Via Bethany Halford at C&EN, this unusual story of academic chemical manufacturing (emphasis mine):
Terry David Bateman and Bradley Allen Rowland, the two former Henderson State University chemistry professors who were arrested in November for allegedly making methamphetamine, pleaded not guilty to all charges on Feb. 4. The chemists are formally charged with making methamphetamine, possession of paraphernalia for making methamphetamine, possession of the methamphetamine precursor phenylpropanolamine, and manufacture of a controlled substance in a drug-free zone (the university).
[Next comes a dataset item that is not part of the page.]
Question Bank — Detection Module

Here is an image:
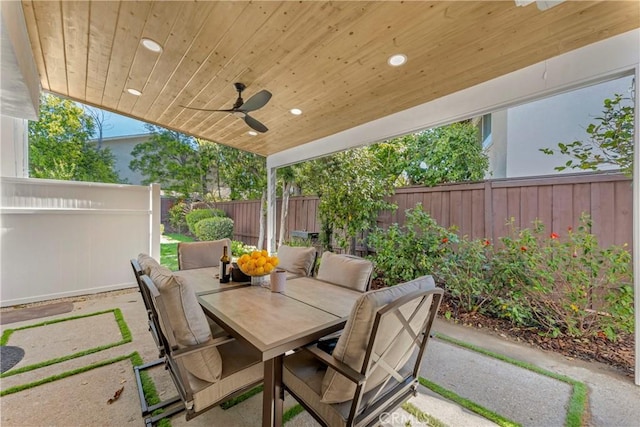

According to an affidavit filed by Sheriff Jason Watson, in Dec. 2018 HSU faculty reported that Bateman and Rowland were behaving in a suspicious manner that led the faculty to believe the two were involved in illegal activity in one of the chemistry laboratories. The HSU staff told a university lawyer that Bateman and Rowland had “exhibited drastic changes in their personal hygiene and weight loss.” Both professors were seen in the laboratory late at night and early in the morning and “were extremely guarded towards other faculty and students who came into the laboratory.”
...The next month police officers visited one of the school’s laboratories and discovered an overwhelming odor they recognized as phenyl-2-propanone (P2P), a precursor used in the synthesis of amphetamine and methamphetamine...
...In November, officers executed a search-and-seizure warrant on Bateman and Rowland’s offices at HSU. The officers forced open a locked metal safe in Bateman’s office. It smelled strongly of P2P and contained 190 glass vials with visible chemical residue. Preliminary field tests of two vials and a flask from another HSU laboratory indicated the presence of methamphetamine, according to the affidavit.
I'd sure like to understand what these professors were thinking... (What does phenyl-2-propanone smell like?)
P2P smells like jail.
ReplyDeleteThe implication that they were also using the methamphetamine would go a long way to explain their poor judgement.